I remember visiting the States from Paris as an older teenager. I was having dinner with a very welcoming family and the conversation was going well, until their 8 or 9 year old opened his mouth to say something and his parents suddenly stopped the conversation with me, turned to their child and listened to what this kid had to say as if the President had entered the room.  How odd, I thought…Where I come from, kids are pretty much ignored when adult guests are around. Kids eat with their parents alright, but they generally know better then to interrupt an adult conversation.

Kids in France know from an early age that there is family time, during which their comments and thoughts are welcome, and then there is adult time. You better not disturb during adult time, unless you have a homework emergency or similar crisis.

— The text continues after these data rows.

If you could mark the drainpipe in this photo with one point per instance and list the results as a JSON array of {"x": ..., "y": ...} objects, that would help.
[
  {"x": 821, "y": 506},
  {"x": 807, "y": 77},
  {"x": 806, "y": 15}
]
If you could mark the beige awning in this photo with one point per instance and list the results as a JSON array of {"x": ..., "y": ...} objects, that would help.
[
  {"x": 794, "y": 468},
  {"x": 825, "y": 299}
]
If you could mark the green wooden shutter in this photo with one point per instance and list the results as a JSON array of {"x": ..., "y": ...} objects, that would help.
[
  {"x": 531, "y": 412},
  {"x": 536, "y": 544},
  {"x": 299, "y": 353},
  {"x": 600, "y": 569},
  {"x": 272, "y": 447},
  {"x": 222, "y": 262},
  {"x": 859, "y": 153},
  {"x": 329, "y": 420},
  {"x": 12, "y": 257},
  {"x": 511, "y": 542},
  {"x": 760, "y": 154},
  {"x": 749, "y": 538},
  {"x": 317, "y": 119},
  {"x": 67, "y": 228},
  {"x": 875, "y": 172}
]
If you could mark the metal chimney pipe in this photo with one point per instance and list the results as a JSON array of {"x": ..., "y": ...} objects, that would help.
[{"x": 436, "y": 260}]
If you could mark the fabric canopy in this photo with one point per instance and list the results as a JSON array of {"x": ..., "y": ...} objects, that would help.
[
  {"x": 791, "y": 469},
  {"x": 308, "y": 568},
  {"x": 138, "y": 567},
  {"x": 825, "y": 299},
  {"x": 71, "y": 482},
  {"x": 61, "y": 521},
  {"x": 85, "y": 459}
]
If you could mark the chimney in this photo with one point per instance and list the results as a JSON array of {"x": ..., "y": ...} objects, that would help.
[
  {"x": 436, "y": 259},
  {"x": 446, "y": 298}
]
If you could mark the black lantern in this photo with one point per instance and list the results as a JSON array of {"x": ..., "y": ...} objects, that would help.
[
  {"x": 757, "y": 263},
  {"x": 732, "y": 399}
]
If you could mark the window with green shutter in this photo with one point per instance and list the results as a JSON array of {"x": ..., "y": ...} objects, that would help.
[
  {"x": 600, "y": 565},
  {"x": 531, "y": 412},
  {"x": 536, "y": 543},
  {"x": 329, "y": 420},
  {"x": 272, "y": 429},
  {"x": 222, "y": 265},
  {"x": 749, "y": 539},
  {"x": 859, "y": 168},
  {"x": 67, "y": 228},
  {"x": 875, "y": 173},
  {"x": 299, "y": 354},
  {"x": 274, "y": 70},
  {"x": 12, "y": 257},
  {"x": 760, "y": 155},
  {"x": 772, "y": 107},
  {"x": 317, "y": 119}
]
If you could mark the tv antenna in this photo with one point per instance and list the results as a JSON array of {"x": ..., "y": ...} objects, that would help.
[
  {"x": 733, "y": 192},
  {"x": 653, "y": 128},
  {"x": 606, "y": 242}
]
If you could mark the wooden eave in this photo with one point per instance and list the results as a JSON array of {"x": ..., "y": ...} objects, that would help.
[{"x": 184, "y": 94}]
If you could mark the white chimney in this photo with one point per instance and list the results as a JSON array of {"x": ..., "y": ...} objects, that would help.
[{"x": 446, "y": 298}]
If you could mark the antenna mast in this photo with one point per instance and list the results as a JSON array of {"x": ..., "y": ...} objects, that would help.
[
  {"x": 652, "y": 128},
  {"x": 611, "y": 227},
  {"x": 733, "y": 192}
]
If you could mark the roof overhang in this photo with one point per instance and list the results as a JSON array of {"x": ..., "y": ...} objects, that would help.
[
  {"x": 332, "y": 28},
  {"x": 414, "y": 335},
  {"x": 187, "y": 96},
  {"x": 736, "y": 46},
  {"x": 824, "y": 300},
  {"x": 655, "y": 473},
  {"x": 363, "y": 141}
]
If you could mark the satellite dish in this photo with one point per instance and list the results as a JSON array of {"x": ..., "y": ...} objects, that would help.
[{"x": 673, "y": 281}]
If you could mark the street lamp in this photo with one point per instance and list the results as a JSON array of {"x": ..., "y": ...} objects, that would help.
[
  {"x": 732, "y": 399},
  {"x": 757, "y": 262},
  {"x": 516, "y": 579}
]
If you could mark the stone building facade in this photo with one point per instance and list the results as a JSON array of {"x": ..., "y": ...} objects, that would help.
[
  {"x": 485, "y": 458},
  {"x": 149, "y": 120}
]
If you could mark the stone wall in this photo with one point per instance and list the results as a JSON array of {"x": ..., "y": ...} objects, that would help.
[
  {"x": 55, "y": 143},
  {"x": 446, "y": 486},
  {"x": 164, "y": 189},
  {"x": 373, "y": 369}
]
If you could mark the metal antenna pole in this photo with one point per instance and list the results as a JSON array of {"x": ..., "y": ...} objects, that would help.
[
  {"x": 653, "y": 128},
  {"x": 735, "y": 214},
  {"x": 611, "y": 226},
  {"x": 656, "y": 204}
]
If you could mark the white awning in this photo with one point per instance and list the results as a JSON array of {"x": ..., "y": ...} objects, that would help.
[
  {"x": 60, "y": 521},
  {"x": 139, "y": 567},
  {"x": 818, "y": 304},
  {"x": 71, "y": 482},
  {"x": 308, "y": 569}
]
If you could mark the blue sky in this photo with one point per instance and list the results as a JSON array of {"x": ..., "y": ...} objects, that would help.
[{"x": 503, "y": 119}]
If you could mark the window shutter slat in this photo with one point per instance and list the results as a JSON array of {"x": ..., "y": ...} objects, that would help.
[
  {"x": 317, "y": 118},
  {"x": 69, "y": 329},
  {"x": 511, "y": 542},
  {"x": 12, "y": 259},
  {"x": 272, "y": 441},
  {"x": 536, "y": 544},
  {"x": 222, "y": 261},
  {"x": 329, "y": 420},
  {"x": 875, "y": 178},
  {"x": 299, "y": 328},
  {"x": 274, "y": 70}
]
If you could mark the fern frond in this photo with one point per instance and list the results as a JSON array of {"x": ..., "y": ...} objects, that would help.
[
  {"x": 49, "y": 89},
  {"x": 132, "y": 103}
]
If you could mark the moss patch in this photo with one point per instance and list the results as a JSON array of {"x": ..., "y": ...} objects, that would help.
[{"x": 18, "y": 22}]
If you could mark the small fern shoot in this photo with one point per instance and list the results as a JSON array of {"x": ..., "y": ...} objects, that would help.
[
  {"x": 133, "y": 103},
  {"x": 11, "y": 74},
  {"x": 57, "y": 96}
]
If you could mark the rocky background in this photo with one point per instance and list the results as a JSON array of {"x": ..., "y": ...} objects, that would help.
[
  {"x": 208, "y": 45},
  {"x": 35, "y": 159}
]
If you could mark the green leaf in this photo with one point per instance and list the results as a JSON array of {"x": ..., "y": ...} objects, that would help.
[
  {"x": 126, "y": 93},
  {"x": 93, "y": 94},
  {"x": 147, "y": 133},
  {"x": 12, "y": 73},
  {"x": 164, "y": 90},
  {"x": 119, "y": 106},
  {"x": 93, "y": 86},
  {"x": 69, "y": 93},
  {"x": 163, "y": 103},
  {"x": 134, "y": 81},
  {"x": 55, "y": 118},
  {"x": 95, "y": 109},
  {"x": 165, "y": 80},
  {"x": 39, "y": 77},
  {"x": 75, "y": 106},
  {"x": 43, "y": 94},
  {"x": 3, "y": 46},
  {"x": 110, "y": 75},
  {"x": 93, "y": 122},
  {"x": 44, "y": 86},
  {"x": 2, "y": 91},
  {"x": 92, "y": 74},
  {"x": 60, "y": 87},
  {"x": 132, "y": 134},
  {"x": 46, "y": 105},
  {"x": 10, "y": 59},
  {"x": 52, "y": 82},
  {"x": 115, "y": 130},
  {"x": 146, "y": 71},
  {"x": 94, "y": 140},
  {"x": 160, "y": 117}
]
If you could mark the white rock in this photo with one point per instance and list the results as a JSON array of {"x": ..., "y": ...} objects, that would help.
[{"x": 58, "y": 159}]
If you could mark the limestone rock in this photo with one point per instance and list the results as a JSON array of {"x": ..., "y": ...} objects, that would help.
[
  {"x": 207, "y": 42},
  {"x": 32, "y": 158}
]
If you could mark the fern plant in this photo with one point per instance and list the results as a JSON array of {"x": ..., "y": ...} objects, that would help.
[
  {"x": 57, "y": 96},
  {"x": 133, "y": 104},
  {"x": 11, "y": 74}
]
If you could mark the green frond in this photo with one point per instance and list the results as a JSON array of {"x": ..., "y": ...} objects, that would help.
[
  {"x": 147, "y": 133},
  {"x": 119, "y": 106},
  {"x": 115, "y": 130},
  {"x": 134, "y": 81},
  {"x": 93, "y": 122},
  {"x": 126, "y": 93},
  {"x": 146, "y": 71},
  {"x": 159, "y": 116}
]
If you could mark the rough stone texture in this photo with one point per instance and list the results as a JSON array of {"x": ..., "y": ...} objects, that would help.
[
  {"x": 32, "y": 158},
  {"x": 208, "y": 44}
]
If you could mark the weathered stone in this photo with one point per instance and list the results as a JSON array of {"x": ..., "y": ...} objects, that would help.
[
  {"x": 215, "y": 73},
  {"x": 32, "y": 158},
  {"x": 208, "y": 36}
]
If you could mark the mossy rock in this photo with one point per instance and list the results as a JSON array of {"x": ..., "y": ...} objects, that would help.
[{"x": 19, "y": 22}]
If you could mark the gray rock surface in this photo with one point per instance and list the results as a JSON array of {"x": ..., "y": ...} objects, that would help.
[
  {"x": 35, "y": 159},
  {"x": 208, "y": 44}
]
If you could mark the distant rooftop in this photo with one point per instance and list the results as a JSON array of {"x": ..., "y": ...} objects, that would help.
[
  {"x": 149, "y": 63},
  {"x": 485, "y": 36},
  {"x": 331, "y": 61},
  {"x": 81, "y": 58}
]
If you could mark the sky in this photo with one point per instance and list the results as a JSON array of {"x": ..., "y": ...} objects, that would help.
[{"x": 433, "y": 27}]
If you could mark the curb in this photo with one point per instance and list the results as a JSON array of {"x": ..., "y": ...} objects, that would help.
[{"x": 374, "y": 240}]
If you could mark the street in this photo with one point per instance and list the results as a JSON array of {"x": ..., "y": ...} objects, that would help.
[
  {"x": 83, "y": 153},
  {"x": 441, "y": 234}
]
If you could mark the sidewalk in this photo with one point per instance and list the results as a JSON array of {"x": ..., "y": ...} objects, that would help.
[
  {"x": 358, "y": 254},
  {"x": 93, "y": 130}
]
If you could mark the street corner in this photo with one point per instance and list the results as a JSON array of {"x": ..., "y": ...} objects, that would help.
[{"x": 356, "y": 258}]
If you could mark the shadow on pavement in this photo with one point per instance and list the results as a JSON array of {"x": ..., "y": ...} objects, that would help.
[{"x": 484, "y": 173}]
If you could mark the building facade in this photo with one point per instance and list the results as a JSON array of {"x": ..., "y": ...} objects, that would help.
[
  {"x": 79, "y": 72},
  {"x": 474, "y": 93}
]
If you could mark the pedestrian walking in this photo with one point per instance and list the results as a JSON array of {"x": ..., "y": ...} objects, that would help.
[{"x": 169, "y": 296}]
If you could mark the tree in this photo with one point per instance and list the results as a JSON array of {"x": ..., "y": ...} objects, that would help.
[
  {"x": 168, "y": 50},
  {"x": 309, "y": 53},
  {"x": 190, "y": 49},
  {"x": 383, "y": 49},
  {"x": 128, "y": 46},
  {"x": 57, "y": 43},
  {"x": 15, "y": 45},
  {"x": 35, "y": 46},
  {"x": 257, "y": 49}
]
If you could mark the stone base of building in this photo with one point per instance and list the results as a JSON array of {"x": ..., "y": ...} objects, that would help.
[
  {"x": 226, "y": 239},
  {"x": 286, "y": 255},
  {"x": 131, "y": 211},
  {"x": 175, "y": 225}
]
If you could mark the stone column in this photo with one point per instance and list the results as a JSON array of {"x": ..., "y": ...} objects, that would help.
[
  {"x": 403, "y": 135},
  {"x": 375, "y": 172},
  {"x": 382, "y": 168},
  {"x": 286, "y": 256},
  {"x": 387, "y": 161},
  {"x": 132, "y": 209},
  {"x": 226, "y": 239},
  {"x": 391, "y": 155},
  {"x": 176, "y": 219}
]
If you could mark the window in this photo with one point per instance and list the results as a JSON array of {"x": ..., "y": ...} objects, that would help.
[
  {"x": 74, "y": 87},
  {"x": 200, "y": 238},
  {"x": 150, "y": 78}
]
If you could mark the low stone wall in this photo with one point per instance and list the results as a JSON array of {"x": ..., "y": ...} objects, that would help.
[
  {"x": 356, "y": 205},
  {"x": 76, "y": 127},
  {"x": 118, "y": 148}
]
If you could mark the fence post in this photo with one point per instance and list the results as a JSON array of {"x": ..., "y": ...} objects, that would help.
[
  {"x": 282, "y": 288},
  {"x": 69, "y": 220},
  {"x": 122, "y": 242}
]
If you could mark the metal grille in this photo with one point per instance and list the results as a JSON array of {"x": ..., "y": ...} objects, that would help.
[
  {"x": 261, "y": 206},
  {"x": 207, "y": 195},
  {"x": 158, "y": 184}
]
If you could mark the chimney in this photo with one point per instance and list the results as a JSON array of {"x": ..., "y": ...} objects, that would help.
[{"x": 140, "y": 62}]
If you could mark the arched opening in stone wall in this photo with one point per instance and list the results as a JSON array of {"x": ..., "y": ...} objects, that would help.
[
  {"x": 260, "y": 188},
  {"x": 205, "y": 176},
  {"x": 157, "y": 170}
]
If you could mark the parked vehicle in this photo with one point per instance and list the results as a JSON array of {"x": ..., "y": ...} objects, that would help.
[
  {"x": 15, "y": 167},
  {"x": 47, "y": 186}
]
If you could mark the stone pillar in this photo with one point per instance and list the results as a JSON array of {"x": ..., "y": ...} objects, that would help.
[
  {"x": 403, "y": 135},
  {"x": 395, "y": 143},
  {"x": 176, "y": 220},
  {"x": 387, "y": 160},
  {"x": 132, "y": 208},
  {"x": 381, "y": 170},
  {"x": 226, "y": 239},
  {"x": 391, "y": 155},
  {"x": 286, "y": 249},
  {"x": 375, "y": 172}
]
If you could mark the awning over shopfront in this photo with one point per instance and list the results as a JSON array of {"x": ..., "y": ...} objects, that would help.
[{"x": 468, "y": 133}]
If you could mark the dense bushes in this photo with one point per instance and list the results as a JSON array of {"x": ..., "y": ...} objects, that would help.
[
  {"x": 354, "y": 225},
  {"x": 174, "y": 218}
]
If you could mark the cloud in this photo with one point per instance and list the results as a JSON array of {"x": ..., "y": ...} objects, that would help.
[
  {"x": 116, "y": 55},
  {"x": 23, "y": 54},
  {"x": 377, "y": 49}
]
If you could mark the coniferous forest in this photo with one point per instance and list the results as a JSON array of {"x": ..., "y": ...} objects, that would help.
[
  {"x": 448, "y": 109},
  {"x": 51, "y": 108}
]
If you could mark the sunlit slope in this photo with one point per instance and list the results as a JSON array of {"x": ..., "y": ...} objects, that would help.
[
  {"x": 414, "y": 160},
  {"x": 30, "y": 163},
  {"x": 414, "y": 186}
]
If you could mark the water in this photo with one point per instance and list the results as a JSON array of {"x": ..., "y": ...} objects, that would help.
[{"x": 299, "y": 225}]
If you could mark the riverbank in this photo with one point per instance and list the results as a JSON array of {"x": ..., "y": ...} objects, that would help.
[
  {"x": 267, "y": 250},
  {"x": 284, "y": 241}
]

I am certainly not saying that one way is better then the other. Stopping your adult conversation because your child wants ice cream immediately could work wonders on her self-esteem. It is great that she now knows that her feelings and needs are important. Personally, however, I hope to show my kids how important they are without constantly interrupting what I am doing to cater to them. I do want them to know that frankly, my conversation is no less important then their immediate need for ice cream.  That may sound harsh from the American parenting point of view but I do believe that in the long run, stopping  your conversation or your activity because a young child demands it, is doing said child a great disservice.

Another subtle difference is play space. Kids in France know that they are not welcome everywhere and anywhere in the house. They could play in their room, or in an assigned area such as the family room or the breakfast room. Most know, however, that there are places, such as the salon*, where they cannot bring their toys. I entertain often and my kids know to tell the other kids that some spaces are off-limits to toys and crumby food. All the parents have been respectful but some express surprise either at the rule itself or at the fact that we are able to enforce it.

An interesting distinction between American and French parenting probably lies in the word Education. In English, this word often refers to what the child learns outside of the home (in school, college etc.), whereas in French, this word actually means “upbringing,” or what the child received inside the home. A “well-educated” child in French standards means well-brought up, or polite.

The most important difference between both types of “education” is that somehow French kids don’t need every whim catered to in order to recognize that they are their parents’ no. 1 priority.